Why the Principle of Faith Should be a First Principle of Philosophy (Including, of Course, Epistemology and Metaphysics)

By typing this sentence, I am acting, even though I cannot see what the sentence looks like until it is finished. I cannot touch it or hear it or smell it or taste it. And I cannot see it until it appears on the screen. But I type anyway, trusting that by moving my fingers, I will hit certain keys, keys that correspond to certain letters that I need to spell out words and sentences. I trust that when each key is pressed, some kind of electrical signals will—somehow—be sent from the keyboard and into the computer’s memory. Somehow, though I don't quite understand how the whole process works, the letters will appear on the computer screen so that I can see what I am typing. But even though I don’t understand how the entire process works, I really don't need to understand it. All I know is that it works. I can type sentences if I try it, if I work at it, if I act.

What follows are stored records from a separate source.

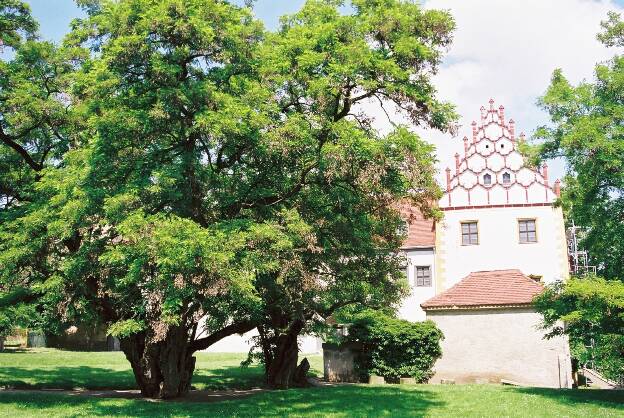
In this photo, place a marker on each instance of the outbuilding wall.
(487, 345)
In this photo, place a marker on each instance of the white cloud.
(507, 50)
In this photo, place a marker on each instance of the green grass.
(51, 368)
(56, 369)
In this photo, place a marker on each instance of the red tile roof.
(486, 289)
(421, 231)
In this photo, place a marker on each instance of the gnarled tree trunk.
(163, 369)
(281, 370)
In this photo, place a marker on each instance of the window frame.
(461, 232)
(520, 220)
(430, 276)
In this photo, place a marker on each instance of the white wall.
(410, 307)
(499, 247)
(487, 345)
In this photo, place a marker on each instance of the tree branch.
(8, 140)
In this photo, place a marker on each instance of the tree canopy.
(587, 131)
(179, 173)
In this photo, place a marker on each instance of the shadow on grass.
(570, 397)
(70, 377)
(86, 377)
(325, 401)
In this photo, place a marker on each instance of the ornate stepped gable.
(491, 171)
(480, 289)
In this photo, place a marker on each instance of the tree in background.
(587, 131)
(189, 175)
(326, 66)
(593, 311)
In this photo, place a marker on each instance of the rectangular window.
(470, 234)
(423, 276)
(526, 227)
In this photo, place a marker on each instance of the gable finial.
(512, 130)
(474, 131)
(558, 188)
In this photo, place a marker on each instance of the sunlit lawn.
(58, 369)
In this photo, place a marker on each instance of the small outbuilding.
(492, 333)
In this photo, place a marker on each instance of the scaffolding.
(578, 257)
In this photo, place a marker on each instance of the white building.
(475, 272)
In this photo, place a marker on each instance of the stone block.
(376, 380)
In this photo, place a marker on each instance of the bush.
(395, 348)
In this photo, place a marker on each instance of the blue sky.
(54, 15)
(503, 49)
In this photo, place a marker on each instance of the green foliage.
(173, 160)
(16, 23)
(395, 348)
(592, 309)
(587, 131)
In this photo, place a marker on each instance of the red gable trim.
(509, 205)
(487, 289)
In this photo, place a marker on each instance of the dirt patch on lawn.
(192, 396)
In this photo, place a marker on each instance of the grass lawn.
(56, 369)
(51, 368)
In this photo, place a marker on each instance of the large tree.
(325, 65)
(592, 309)
(587, 131)
(206, 168)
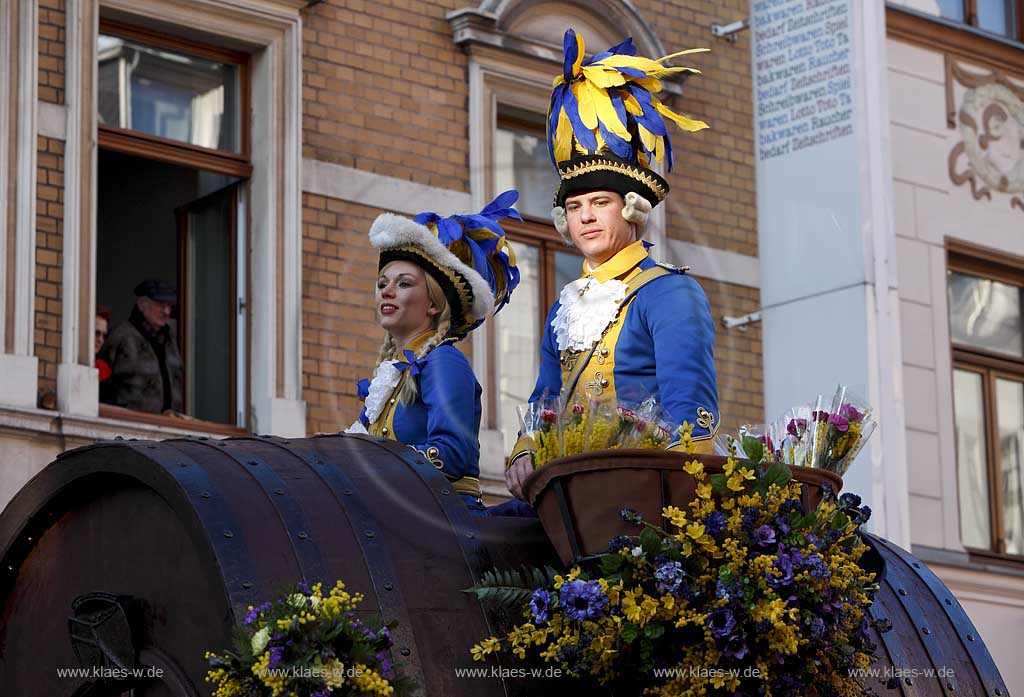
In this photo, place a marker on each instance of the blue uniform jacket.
(665, 347)
(443, 422)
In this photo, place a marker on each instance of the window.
(546, 264)
(172, 174)
(987, 335)
(997, 16)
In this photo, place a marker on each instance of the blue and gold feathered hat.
(468, 255)
(606, 126)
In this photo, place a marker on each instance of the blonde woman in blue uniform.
(629, 325)
(438, 279)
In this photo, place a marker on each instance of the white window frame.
(271, 32)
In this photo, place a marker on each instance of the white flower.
(260, 640)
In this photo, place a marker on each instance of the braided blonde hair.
(442, 324)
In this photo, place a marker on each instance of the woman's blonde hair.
(442, 324)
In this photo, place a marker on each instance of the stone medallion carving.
(990, 120)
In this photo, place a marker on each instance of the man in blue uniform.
(629, 327)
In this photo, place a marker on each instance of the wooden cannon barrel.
(157, 549)
(174, 539)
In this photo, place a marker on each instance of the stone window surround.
(271, 33)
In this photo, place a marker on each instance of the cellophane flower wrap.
(827, 434)
(307, 645)
(741, 593)
(540, 421)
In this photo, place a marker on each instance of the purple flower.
(735, 648)
(816, 565)
(540, 605)
(715, 523)
(722, 622)
(841, 423)
(254, 613)
(849, 501)
(851, 414)
(275, 653)
(619, 542)
(783, 564)
(583, 600)
(631, 516)
(764, 536)
(669, 576)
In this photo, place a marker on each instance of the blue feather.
(556, 106)
(504, 201)
(571, 50)
(583, 134)
(449, 230)
(621, 147)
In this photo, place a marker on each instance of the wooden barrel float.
(155, 551)
(174, 539)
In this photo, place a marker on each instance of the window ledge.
(965, 560)
(100, 428)
(946, 36)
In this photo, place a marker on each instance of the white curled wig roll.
(636, 211)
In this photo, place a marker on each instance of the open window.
(172, 175)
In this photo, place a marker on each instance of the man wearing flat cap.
(146, 369)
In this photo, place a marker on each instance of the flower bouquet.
(740, 593)
(306, 645)
(826, 438)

Typing sentences: an act of faith?
But the process of typing sentences doesn't just include having my fingers hit certain keys. There's also something that has to happen in order for my fingers to move at all. I'm not a neuroscientist, but I do know that when I will my fingers to move, they move. I think about them shifting from key to key, and they hit the keys that I want them to hit.

(At least, most of the time they do--when I'm typing on a laptop keyboard, my hands are a bit too big for the keyboard, and sometimes I end up hitting more than one key at the same time. But that doesn't mean that my fingers weren't headed in the right direction, nor does it mean that they wouldn't have hit the right key and no other key if I had been typing on a keyboard that I had been more used to typing on.)

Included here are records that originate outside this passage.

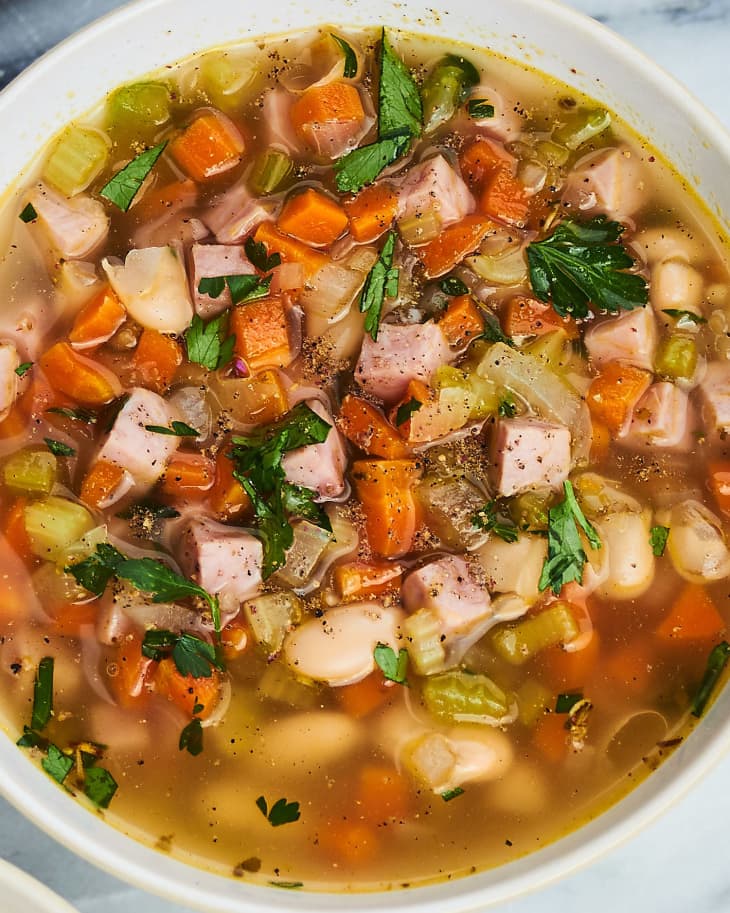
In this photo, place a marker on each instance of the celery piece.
(270, 171)
(423, 636)
(146, 103)
(31, 471)
(518, 643)
(54, 524)
(582, 127)
(676, 358)
(270, 617)
(460, 697)
(78, 157)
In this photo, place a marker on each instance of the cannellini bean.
(631, 561)
(338, 648)
(696, 543)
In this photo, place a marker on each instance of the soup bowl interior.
(150, 33)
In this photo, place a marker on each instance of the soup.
(364, 405)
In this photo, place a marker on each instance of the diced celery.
(270, 617)
(423, 636)
(270, 170)
(460, 697)
(145, 103)
(54, 524)
(518, 643)
(677, 357)
(583, 127)
(31, 471)
(79, 156)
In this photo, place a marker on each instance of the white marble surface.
(681, 862)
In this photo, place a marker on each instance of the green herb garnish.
(582, 263)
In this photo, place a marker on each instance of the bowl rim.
(67, 821)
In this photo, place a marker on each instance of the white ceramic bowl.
(562, 43)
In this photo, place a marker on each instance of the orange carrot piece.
(211, 145)
(313, 217)
(692, 617)
(367, 428)
(372, 212)
(100, 483)
(461, 321)
(188, 475)
(98, 321)
(290, 249)
(261, 329)
(452, 245)
(82, 379)
(385, 489)
(529, 317)
(614, 393)
(156, 360)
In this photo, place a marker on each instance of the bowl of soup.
(364, 397)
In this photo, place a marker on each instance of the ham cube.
(530, 454)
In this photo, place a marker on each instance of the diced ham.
(608, 181)
(529, 454)
(662, 418)
(74, 227)
(435, 185)
(153, 286)
(399, 355)
(632, 337)
(234, 215)
(224, 560)
(209, 261)
(144, 454)
(715, 393)
(320, 467)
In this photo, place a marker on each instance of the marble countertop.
(680, 863)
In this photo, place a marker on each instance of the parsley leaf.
(282, 812)
(582, 263)
(125, 184)
(350, 70)
(658, 539)
(565, 557)
(487, 519)
(58, 448)
(207, 344)
(381, 283)
(393, 665)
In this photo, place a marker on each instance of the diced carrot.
(185, 691)
(367, 428)
(313, 217)
(371, 212)
(692, 617)
(100, 483)
(461, 321)
(79, 377)
(452, 245)
(211, 145)
(156, 360)
(382, 794)
(358, 579)
(614, 392)
(290, 249)
(550, 737)
(385, 489)
(227, 499)
(188, 475)
(719, 476)
(98, 321)
(529, 317)
(261, 329)
(362, 698)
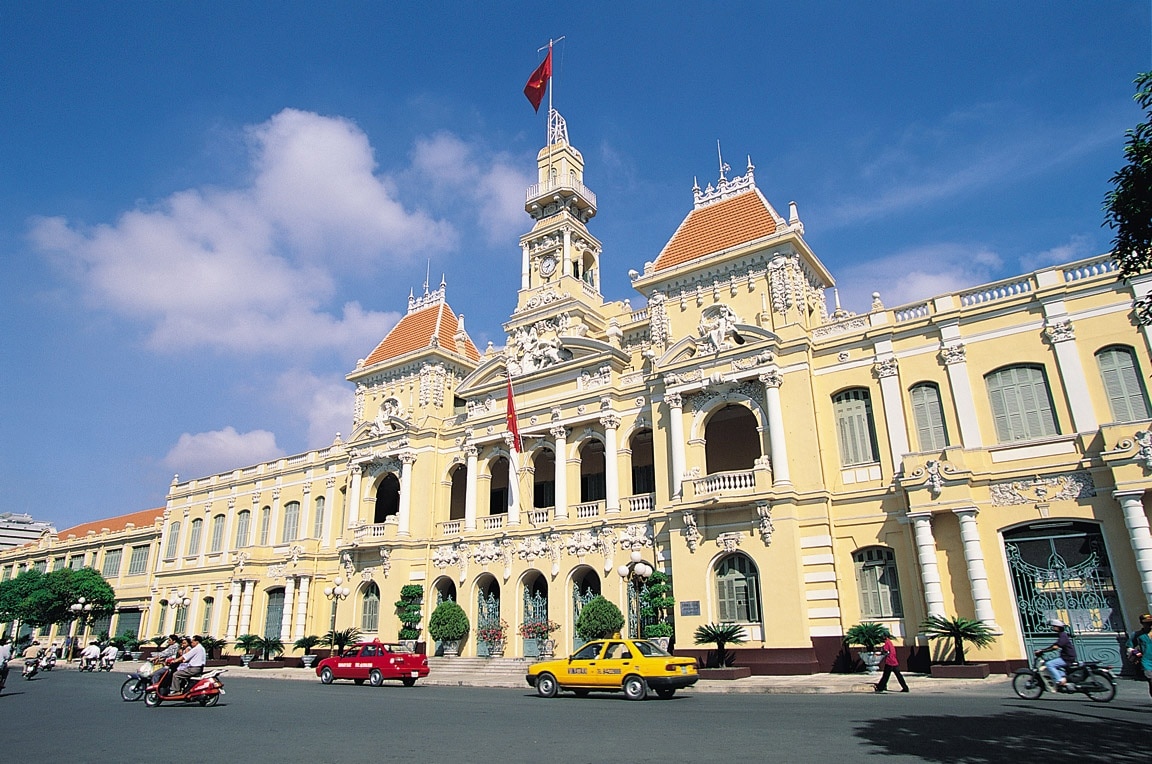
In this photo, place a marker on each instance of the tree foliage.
(1128, 205)
(44, 598)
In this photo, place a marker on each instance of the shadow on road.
(1014, 736)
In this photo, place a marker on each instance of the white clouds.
(252, 270)
(206, 453)
(916, 274)
(491, 186)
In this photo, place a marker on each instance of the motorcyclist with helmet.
(1058, 667)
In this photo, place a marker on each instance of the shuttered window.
(878, 583)
(855, 428)
(1122, 384)
(1021, 403)
(927, 413)
(737, 590)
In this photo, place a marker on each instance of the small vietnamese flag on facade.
(513, 428)
(536, 87)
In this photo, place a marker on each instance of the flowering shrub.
(537, 629)
(490, 634)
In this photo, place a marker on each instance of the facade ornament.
(953, 354)
(691, 532)
(764, 511)
(729, 541)
(885, 368)
(1041, 490)
(1059, 332)
(718, 330)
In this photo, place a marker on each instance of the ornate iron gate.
(578, 602)
(1062, 570)
(487, 615)
(536, 610)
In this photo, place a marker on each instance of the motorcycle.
(136, 685)
(1089, 678)
(205, 689)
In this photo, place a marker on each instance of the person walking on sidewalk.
(891, 666)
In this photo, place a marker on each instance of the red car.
(373, 662)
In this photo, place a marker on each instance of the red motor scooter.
(204, 689)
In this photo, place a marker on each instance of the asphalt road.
(66, 716)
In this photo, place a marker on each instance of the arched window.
(1021, 403)
(292, 522)
(877, 582)
(194, 537)
(169, 550)
(370, 610)
(1122, 384)
(318, 519)
(929, 416)
(243, 521)
(217, 544)
(739, 589)
(265, 519)
(855, 426)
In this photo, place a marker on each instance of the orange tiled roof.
(718, 226)
(415, 332)
(137, 519)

I don't understand how the message moves from my brain to my fingers and makes my fingers hit certain keys. I also don't understand how, when I press a key on the keyboard, the message of a key getting pressed eventually shows up on the monitor and I can finally see the fruit of my acts. I don't understand these things. But I still act even though I don't know exactly how the entire process works. I don't know how it works, but I trust in the fact that it does work. My act of trusting is knowledge. My act of trusting is an act of faith.

And yet, I could find out, if I wanted to. I could study how the brain works and how it sends messages. I could find out how fingers move or how a keyboard and memory and monitor all work together to produce evidence of my fingers having moved across certain keys. But I do not have to know how they work in order to make them work. And even if I did know how they worked, I wouldn't be able to efficiently type sentences if I was always thinking about how these things worked while I made them work. "A way of seeing is also a way of not seeing," philosopher Kenneth Burke once wrote, and "a focus on object A involves a neglect of object B" (Permanence and Change 50).

The same is true for all of our acts. I can talk about making letters and words and sentences appear on a computer screen, or about I can talk about the electrical impulses that are somehow sent from my brain to my different body parts. I can talk about driving or swimming or playing the piano or tying my shoes. I may or I may not know how everything works within each of these processes. But if I am going to drive well, I have to forget about what's going on under the hood and pay attention to what's happening on the other side of the windshield.

We can't always be aware of everything that's going on. If we are to do something well, we choose to focus on doing that thing. We forget about the feeling of the chair that we're sitting on. We forget about breathing, though the chair continues to hold us up and our respiratory system continues to take in air.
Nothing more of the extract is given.